This is not a discussion about IDEs and what they do or don't do when visualizing the different types; caring about the type of an object is certainly a necessity when browsing through code (packages/sources/whatever form). Nor is it a discussion about the pros or cons about either naming convention. I just can't seem to figure out in what scenario, other than object creation, you actually care about wether or not you're referencing a concrete type or an interface.
Most of the time, you probably don't care. But here are some instances that I can think of where you would. There are several, and it does vary a little bit by language. Some languages don't mind as much as others.
In the case of inversion of control (where someone PASSES you a parameter) you probably don't care if it's an interface or an object as far as calling its methods etc. But when dealing with types, it definitely can make a difference.

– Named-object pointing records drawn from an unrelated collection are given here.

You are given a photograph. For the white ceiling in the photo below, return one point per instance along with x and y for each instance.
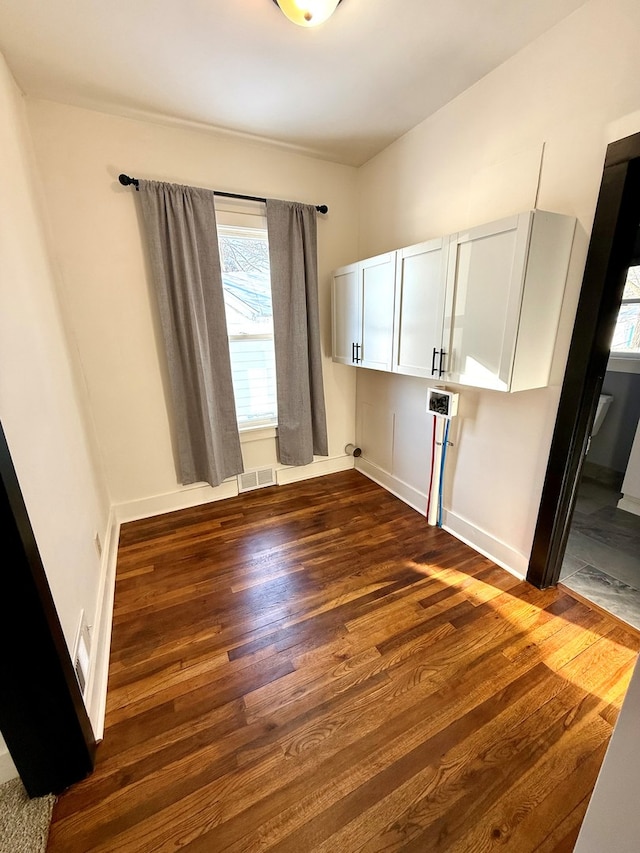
(343, 91)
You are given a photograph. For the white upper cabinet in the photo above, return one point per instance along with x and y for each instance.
(421, 278)
(478, 308)
(505, 285)
(363, 297)
(346, 313)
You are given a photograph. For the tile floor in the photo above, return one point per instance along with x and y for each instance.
(602, 558)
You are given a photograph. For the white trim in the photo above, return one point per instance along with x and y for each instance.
(484, 543)
(411, 496)
(318, 468)
(96, 690)
(629, 504)
(8, 769)
(189, 496)
(494, 549)
(624, 363)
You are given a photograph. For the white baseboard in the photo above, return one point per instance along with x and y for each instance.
(7, 767)
(481, 541)
(415, 499)
(184, 498)
(499, 552)
(96, 690)
(318, 468)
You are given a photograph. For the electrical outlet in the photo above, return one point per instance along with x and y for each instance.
(442, 403)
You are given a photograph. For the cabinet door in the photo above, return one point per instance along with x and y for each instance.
(377, 279)
(484, 293)
(346, 316)
(421, 277)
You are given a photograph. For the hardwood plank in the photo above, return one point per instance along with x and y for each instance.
(314, 668)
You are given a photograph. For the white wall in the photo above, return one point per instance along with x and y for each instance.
(106, 294)
(40, 407)
(630, 500)
(534, 132)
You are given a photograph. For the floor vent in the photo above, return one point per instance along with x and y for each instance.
(257, 479)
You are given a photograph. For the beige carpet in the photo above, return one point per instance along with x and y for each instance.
(24, 823)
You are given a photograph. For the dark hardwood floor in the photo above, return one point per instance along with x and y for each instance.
(314, 668)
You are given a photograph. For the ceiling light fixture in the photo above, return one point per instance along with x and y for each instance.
(308, 13)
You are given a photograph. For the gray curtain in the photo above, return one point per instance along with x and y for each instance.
(180, 224)
(293, 257)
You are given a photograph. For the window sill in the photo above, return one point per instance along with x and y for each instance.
(257, 434)
(624, 363)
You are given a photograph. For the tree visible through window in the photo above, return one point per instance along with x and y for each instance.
(626, 337)
(244, 255)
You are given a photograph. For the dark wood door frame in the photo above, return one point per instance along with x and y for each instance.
(610, 253)
(42, 715)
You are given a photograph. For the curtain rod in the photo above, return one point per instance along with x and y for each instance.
(126, 181)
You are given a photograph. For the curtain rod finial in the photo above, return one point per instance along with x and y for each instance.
(126, 181)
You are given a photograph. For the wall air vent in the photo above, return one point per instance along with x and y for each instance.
(81, 654)
(257, 479)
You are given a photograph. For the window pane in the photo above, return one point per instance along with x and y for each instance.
(632, 285)
(244, 255)
(626, 337)
(254, 380)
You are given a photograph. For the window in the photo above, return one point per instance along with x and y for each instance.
(626, 337)
(244, 255)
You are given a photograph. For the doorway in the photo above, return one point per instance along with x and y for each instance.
(602, 557)
(611, 253)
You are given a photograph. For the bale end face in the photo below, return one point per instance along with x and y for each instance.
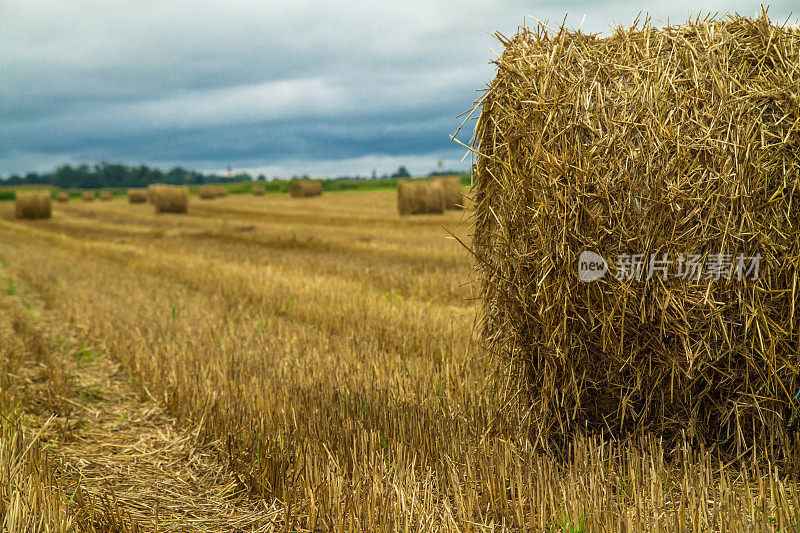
(170, 198)
(305, 189)
(647, 147)
(137, 196)
(420, 198)
(209, 192)
(32, 205)
(453, 192)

In managed languages such as .NET languages, interfaces can usually only inherit one interface, whereas a class can inherit one class but implement many interfaces. The order of classes vs interfaces may also matter in a class or interface declaration. So you need to know which is which when defining a new class or interface.
In Delphi / VCL, interfaces are reference counted and automatically collected, whereas classes must be explicitly freed, so lifecyle management on the whole is affected, not just the creation.
Interfaces may not be viable sources for class references.
Interfaces can be cast to compatible interfaces, but in many languages, they cannot be cast to compatible classes. Classes can be cast to either.
Interfaces may be passed to parameters of type IID, or IUnknown, whereas classes cannot (without a cast and a supporting interface).
An interface's implementation is unknown. Its input and output are defined, but the implementation which creates the output is abstracted. In general, ones attitude may be that when working with a class, one may know how the class works. But when working with an interface, no such assumption should be made. In a perfect world, it might make no difference. But in reality, this most certainly can have affect your design.
I agree with you (and thereby do not use an "I" prefix for interfaces). We shouldn't have to care whether it is an abstract class or an interface.
Worth noting that Java needs to have a notion of interface solely because it does not support multiple inheritance. Otherwise, "abstract class" concept would suffice (which may be "all" abstract, or partially abstract, or almost concrete and just 1 tiny bit abstract, whatever).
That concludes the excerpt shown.